Czy ja śnię?

178 3 1
                                    

-Zatańcz ze mną, T/I.- powiedział patrząc głęboko w moje oczy.

W tym momencie moje serce zamarło. Odwzajemniłam jego wzrok i poczułam dziwne dreszcze na całym ciele. Jakby w hipnozie podałam mu swoją dłoń, którą pewnie chwycił i pomógł mi wstać. Reszta zespołu w skupieniu obserwowała jak dalej potoczy się ta scena. Usłyszałam jak muzyka zmieniła się na bardziej dynamiczną, co obudziło mnie z letargu. Puściłam dłoń chłopaka i zdjęłam z siebie bluzę, aby było mi wygodniej.

-Sami się o to prosiliście.-powiedziałam i uśmiechnęłam się podnosząc jeden kącik ust w geście wyzwania. Chłopak widząc jak zmieniła się moja postawa sam lekko się uśmiechnął, a w jego oczach pojawił się tajemniczy błysk.

-W takim razie panie przodem.-powiedział i wskazał na wolną przestrzeń w sali. Nie tracąc czasu udałam się na środek, przymknęłam oczy i wsłuchałam się dokładniej w rytm muzyki. W tym czasie reszta chłopaków ustawiła się wokół mnie tworząc wielkie kółko.

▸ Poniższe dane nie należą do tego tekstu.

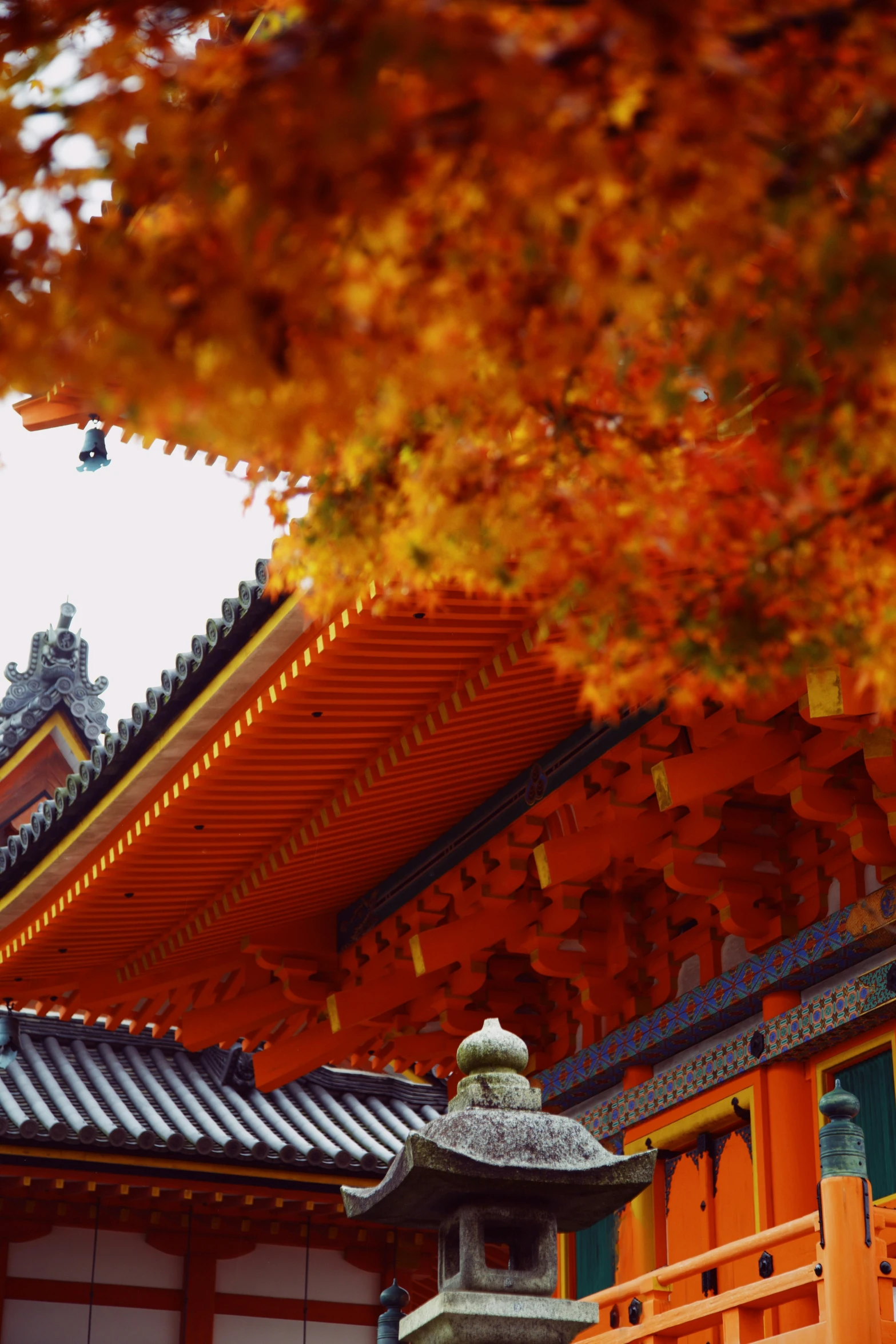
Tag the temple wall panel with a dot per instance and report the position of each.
(238, 1330)
(50, 1323)
(280, 1272)
(66, 1253)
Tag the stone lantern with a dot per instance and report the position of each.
(499, 1171)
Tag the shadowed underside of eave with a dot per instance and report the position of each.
(280, 813)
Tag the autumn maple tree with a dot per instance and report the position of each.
(591, 304)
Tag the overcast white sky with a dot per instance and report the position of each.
(145, 548)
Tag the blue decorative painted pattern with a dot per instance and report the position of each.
(817, 952)
(794, 1034)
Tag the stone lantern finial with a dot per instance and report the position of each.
(500, 1171)
(495, 1061)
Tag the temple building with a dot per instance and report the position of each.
(331, 850)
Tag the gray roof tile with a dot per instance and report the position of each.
(90, 1088)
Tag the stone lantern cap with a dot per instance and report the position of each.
(496, 1146)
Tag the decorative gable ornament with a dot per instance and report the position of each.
(57, 675)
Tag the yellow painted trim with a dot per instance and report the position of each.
(55, 721)
(148, 757)
(678, 1134)
(564, 1261)
(541, 866)
(718, 1116)
(417, 956)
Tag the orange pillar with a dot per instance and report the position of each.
(790, 1147)
(852, 1303)
(5, 1260)
(637, 1230)
(199, 1293)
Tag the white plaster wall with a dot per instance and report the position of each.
(280, 1272)
(121, 1258)
(252, 1330)
(63, 1323)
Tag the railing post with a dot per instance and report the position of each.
(847, 1233)
(393, 1299)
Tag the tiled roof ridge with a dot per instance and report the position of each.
(83, 1086)
(193, 671)
(55, 675)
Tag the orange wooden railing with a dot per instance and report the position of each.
(848, 1287)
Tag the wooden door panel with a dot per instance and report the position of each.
(735, 1204)
(690, 1223)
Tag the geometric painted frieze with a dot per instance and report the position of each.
(836, 1015)
(822, 949)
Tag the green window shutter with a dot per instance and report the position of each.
(595, 1257)
(872, 1081)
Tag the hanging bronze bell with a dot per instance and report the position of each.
(93, 454)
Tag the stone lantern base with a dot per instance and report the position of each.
(457, 1318)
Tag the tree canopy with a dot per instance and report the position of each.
(587, 301)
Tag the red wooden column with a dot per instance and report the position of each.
(5, 1260)
(790, 1147)
(199, 1297)
(637, 1234)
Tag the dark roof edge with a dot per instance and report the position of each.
(209, 654)
(551, 770)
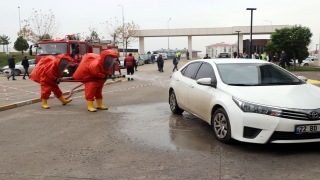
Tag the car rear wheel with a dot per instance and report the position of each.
(173, 104)
(221, 126)
(17, 72)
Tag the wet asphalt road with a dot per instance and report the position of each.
(137, 138)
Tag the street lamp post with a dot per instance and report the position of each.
(238, 42)
(268, 21)
(122, 31)
(168, 36)
(250, 50)
(19, 18)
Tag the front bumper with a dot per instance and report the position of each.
(258, 128)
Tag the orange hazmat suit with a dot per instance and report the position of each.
(93, 66)
(47, 73)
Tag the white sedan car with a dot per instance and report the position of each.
(19, 68)
(248, 100)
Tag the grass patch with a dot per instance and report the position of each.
(19, 57)
(303, 68)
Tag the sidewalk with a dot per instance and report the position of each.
(23, 92)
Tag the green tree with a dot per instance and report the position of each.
(4, 41)
(128, 34)
(21, 44)
(294, 41)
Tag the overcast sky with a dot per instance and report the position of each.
(76, 16)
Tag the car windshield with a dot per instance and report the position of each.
(52, 48)
(255, 74)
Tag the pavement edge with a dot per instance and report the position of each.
(36, 100)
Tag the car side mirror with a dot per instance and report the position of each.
(207, 82)
(303, 78)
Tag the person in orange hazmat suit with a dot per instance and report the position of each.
(48, 73)
(93, 66)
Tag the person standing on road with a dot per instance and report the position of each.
(12, 65)
(130, 63)
(235, 54)
(175, 63)
(160, 63)
(48, 73)
(283, 58)
(152, 58)
(263, 56)
(178, 54)
(275, 58)
(245, 55)
(206, 57)
(267, 58)
(25, 64)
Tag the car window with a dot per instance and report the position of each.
(191, 70)
(205, 71)
(255, 74)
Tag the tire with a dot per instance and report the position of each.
(17, 72)
(173, 104)
(221, 126)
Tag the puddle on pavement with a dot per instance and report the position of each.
(155, 126)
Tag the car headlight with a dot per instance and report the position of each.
(250, 107)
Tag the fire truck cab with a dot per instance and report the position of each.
(75, 48)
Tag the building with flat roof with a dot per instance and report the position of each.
(258, 45)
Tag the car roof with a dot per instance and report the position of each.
(231, 61)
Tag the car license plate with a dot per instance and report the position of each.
(304, 129)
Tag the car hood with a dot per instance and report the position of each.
(305, 96)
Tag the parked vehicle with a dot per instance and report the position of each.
(121, 65)
(146, 58)
(139, 60)
(19, 68)
(75, 48)
(242, 100)
(224, 55)
(164, 56)
(291, 62)
(308, 62)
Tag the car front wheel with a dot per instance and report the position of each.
(173, 104)
(221, 126)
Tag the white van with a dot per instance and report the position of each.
(164, 56)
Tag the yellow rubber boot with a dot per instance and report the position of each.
(44, 104)
(64, 101)
(90, 107)
(100, 106)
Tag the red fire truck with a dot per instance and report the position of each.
(75, 48)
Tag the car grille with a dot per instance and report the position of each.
(298, 115)
(250, 133)
(292, 136)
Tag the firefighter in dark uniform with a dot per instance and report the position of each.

Po chwili dałam się pochłonąć dźwiękom muzyki. Moje ruchy były pewne i pełne energii tak samo jak i melodia. Starałam się dać z siebie jak najwięcej, wyobraziłam sobie, że jestem w moim ulubionym miejscu, gdzie zwykłam dawać swoje pokazy. To właśnie tam czułam się najpewniej, nie było tam miejsca na krytykę tylko podziw. To właśnie tam pokazywałam całą siebie, obdartą ze wszystkich niepotrzebnych masek, które przybierałam na co dzień. To było moje miejsce na ziemi, coś mnie tam przyciągnęło i wierzę, że było to przeznaczenie. Otworzyłam w końcu oczy i teraz patrzyłam prosto na Hoseoka rzucając mu wyzwanie, aby do mnie dołączył. Podeszłam powoli w jego kierunku i teraz to ja wyciągnęłam rękę.

-Pokaż co potrafisz, Jung Hoseok.- chłopak chwycił za moją rękę i mocno do siebie przyciągnął, nie zostawiając między nami wolnej przestrzeni.

-Jak sobie życzysz, T/I T/N.-szepnął wprost do mojego ucha. Teraz oboje znajdowaliśmy się na środku i prowadziliśmy bitwę, której żadne z nas nie chciało przegrać. Na moim czole zaczęły pojawiać się pierwsze kropelki potu, nie tylko spowodowane zmęczeniem, ale też całą tą atmosferą, która była wręcz nie do zniesienia. Napięcie i naszą energię było czuć na kilometr, nawet członkowie zespołu cofnęli się o kilka kroków chcąc dać nam większe pole do popisu. Nagle muzyka ucichła, a nasze ciała zaprzestały swoich ruchów. Jedynym słyszalnym dźwiękiem były nasze płytkie i szybkie oddechy.

-Wow, tego się nie spodziewałem.- powiedział Jimin, którego oczy były szeroko otwarte z wrażenia.

-T/I, gdzie nauczyłaś się tak dobrze tańczyć?!- krzyknął podekscytowany Taehyung podchodząc do nas.

-Lata praktyki robią swoje.-odpowiedziałam czując się niezwykle docenioną. W końcu usłyszeć takie słowa od członka jednego z najbardziej znanych zespołów na świecie nie było czymś na porządku dziennym. Dalej nie mogłam uwierzyć w to, co się przed chwilą wydarzyło.

-Dziewczyno, jakby tylko nasz menadżer zobaczył jaki masz potencjał, to na pewno udało by ci się osiągnąć wielką popularność. Nie każdy może się pochwalić takim talentem. -powiedział Namjoon, na co wszyscy przytaknęli zgadzając się z jego słowami.

-Wszystko widziałem.

Usłyszeliśmy czyjś głos dochodzący od wejścia do sali.  Odwróciliśmy głowy w tamtym kierunku i spostrzegliśmy mężczyznę stojącego przy drzwiach z założonymi rękami. Gdy udało mu się zwrócić naszą uwagę odepchnął się od ściany i podszedł do nas powolnym krokiem.

-Miło mi, jestem menadżerem chłopaków i chciałbym zamienić z tobą kilka słów na osobności, oczywiście jeżeli tylko zechcesz.- powiedział kierując swoje słowa w moim kierunku.